Boeing will only raise aircraft production rates as the supply chain can support it, amid the continued challenges being seen during the ramp-up across the wider aerospace industry.
The aircraft manufacturer is working on reaching a production rate of 31 737 Max aircraft a month, but achieving this has been made harder by widespread global supply chain issues.
“Our supply chain is going to be a key factor to rate ramp-up and I think that is an industry view, not just a Boeing view,” Boeing Commercial Airplanes chief executive Stan Deal tells FlightGlobal in an interview on the sidelines of the recent IATA AGM in Doha.
“When we set rates, we do an assessment of the supply chain, and see as deep as we can. The one thing that was less predictable in this early phase of the ramp-up was the same thing every other issue is looking at: how fast human capital would come back in and at what rate the people who were made redundant got back, and it’s been slower than anticipated.
“We are in the midst of ramping up manufacturing and ultimately you need every part to build and deliver an airplane. We are running on a notion of driving operational stability. We are not going to move our product through the production line with empty parts. We’ve played that play, it doesn’t end up with high-quality products at the end.”
He acknowledges Boeing has been seeing that supply-chain stress. ”We’ve seen shortages on wires, we have overcome that; we’ve seen connector issues come through; we’ve had to pause for a period in late April, early May on the [7]37, we are catching up on that now.
”We are all watching the engine manufacturers as they ramp up because a lot of demand is common point, through the supply chain of the engine manufacturers, so that’s a big watch item. We are watching electronic components for the obvious chip shortage and the same issue of human capital coming back in.

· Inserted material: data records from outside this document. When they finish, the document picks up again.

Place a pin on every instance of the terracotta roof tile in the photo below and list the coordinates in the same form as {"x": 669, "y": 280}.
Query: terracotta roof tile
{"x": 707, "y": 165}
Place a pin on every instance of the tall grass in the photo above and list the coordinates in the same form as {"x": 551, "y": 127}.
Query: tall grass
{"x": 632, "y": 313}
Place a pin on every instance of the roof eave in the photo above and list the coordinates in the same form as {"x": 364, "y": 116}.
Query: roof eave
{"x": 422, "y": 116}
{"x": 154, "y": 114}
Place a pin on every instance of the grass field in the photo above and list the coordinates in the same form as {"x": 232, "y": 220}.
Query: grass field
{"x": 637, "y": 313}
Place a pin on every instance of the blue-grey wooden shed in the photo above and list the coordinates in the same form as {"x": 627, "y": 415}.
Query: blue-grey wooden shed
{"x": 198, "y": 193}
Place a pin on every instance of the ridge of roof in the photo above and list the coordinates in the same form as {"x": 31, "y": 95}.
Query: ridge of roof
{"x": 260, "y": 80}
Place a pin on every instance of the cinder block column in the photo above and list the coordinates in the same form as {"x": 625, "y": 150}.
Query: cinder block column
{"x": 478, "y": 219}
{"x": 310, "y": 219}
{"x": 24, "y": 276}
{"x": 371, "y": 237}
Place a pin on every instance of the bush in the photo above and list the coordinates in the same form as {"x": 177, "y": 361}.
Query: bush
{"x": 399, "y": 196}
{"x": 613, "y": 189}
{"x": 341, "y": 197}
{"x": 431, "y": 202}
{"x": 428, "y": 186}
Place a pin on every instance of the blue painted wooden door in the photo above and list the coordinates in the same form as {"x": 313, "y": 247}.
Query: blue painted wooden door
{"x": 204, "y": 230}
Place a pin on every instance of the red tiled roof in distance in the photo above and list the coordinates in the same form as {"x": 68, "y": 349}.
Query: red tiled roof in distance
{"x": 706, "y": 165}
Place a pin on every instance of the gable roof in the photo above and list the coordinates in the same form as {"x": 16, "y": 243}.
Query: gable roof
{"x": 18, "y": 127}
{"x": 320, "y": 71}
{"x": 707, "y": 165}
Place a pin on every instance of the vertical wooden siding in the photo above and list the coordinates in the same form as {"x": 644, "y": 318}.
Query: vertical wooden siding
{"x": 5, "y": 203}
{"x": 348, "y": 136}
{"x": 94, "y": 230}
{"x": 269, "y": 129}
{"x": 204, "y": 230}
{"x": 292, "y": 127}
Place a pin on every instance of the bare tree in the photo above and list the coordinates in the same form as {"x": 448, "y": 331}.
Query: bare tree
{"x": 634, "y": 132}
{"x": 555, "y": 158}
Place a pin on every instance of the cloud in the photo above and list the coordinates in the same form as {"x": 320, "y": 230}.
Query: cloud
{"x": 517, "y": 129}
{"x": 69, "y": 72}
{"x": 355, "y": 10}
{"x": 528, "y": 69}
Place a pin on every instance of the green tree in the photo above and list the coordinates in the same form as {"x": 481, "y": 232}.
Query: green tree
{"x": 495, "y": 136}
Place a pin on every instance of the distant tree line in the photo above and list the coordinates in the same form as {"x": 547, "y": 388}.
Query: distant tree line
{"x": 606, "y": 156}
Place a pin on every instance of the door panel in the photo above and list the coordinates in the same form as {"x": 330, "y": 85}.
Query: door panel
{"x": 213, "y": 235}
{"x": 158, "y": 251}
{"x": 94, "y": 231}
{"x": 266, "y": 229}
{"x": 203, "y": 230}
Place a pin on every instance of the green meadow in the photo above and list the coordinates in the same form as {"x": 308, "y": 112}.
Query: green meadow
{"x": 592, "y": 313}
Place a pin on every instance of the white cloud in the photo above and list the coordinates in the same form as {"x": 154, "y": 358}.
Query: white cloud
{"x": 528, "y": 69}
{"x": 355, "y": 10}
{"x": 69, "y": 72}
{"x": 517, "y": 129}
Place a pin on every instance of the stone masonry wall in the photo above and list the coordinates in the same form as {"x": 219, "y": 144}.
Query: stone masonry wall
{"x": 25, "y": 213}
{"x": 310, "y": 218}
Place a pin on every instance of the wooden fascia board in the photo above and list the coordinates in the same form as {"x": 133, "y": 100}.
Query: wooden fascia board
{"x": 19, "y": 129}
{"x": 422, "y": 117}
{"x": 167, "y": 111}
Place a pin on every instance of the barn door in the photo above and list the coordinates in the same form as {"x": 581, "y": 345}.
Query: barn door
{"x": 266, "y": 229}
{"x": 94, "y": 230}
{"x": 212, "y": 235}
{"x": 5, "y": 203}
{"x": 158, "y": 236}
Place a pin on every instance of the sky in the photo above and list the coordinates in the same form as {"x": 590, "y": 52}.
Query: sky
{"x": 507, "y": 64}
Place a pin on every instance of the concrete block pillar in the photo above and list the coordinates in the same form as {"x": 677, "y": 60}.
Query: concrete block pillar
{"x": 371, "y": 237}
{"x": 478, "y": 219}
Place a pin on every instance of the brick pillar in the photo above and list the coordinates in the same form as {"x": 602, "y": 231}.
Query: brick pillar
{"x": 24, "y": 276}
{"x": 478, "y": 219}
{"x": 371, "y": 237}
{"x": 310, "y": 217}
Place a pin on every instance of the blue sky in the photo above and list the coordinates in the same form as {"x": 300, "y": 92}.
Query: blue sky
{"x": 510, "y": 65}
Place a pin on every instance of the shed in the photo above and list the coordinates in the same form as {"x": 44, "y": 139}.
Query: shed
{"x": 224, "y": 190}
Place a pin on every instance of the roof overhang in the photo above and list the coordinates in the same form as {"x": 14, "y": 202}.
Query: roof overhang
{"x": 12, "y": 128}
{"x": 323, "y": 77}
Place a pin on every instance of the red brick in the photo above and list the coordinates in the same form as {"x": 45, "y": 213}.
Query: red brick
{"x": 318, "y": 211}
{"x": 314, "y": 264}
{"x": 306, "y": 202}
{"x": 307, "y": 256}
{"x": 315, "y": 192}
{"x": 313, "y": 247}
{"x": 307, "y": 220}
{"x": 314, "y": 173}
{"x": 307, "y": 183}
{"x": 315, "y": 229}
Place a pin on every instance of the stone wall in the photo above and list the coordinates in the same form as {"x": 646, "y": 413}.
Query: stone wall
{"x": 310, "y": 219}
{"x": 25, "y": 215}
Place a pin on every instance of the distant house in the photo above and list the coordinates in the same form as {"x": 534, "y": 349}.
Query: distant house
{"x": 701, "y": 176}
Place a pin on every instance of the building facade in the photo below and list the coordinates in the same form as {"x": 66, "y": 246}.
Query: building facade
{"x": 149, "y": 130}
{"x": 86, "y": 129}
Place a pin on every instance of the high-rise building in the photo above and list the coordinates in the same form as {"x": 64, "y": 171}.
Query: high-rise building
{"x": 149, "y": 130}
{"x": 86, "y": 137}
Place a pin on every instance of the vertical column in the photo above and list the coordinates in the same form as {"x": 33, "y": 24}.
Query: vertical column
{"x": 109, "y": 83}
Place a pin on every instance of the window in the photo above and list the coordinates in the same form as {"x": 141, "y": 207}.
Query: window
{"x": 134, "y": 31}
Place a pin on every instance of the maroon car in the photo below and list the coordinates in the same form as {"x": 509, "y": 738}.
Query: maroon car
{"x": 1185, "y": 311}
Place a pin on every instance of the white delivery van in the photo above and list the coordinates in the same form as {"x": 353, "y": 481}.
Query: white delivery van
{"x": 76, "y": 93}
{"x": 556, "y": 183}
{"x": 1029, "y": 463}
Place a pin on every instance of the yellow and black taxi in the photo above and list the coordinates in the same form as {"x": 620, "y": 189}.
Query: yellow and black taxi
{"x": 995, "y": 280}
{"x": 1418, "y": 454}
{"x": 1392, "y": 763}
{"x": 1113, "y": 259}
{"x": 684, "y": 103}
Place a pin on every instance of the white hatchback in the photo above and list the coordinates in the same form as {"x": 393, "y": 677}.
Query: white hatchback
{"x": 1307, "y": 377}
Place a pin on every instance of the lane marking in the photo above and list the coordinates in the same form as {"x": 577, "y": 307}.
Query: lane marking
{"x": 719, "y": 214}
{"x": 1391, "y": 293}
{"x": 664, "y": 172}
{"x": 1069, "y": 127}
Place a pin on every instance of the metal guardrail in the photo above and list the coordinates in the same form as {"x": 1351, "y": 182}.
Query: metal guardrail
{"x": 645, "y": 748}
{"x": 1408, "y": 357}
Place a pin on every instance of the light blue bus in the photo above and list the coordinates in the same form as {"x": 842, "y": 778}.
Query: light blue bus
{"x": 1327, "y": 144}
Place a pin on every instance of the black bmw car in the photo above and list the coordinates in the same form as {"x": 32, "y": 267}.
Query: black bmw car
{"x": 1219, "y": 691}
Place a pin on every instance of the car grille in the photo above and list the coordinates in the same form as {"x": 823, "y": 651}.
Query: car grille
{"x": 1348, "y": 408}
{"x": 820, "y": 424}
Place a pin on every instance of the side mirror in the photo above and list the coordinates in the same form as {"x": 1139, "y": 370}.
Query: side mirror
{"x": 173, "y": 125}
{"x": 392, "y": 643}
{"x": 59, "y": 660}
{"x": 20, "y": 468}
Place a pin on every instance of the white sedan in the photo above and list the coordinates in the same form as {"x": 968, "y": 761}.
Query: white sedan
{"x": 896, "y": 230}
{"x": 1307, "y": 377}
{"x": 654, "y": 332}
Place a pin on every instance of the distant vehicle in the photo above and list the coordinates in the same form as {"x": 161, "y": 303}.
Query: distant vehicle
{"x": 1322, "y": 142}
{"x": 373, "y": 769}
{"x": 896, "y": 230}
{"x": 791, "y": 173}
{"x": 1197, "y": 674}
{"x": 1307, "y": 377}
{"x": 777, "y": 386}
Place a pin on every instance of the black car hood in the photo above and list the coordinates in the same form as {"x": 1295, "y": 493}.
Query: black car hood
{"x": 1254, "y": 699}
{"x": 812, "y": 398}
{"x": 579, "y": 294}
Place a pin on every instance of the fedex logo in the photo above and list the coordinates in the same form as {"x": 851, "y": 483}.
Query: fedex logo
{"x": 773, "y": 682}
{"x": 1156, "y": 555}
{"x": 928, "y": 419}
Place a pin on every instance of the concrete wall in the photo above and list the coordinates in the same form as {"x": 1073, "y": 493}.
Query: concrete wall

“We will only take the next step in the rate ramp-up as we see the suppliers’ capability,” he says.
Deal says there is a fair ”but not infinite amount” the manufacturer can do to positively affect supply-chain issues. That includes actions such as applying Boeing’s own resources or management, or offloading demand. “We have done that in the case of wiring, where we had critical choke points. We have a pretty immense fabrication capability inside Boeing, so it’s not uncommon for us to say ‘you are having some problems, let us help out for so many shipsets’. We’ve done that already on a number of suppliers,” he says.
Deal adds: “This isn’t a big cap-ex reinvestment, like the first ramp-up. That has been done. This is now working through that reintegration of human capital coming back.”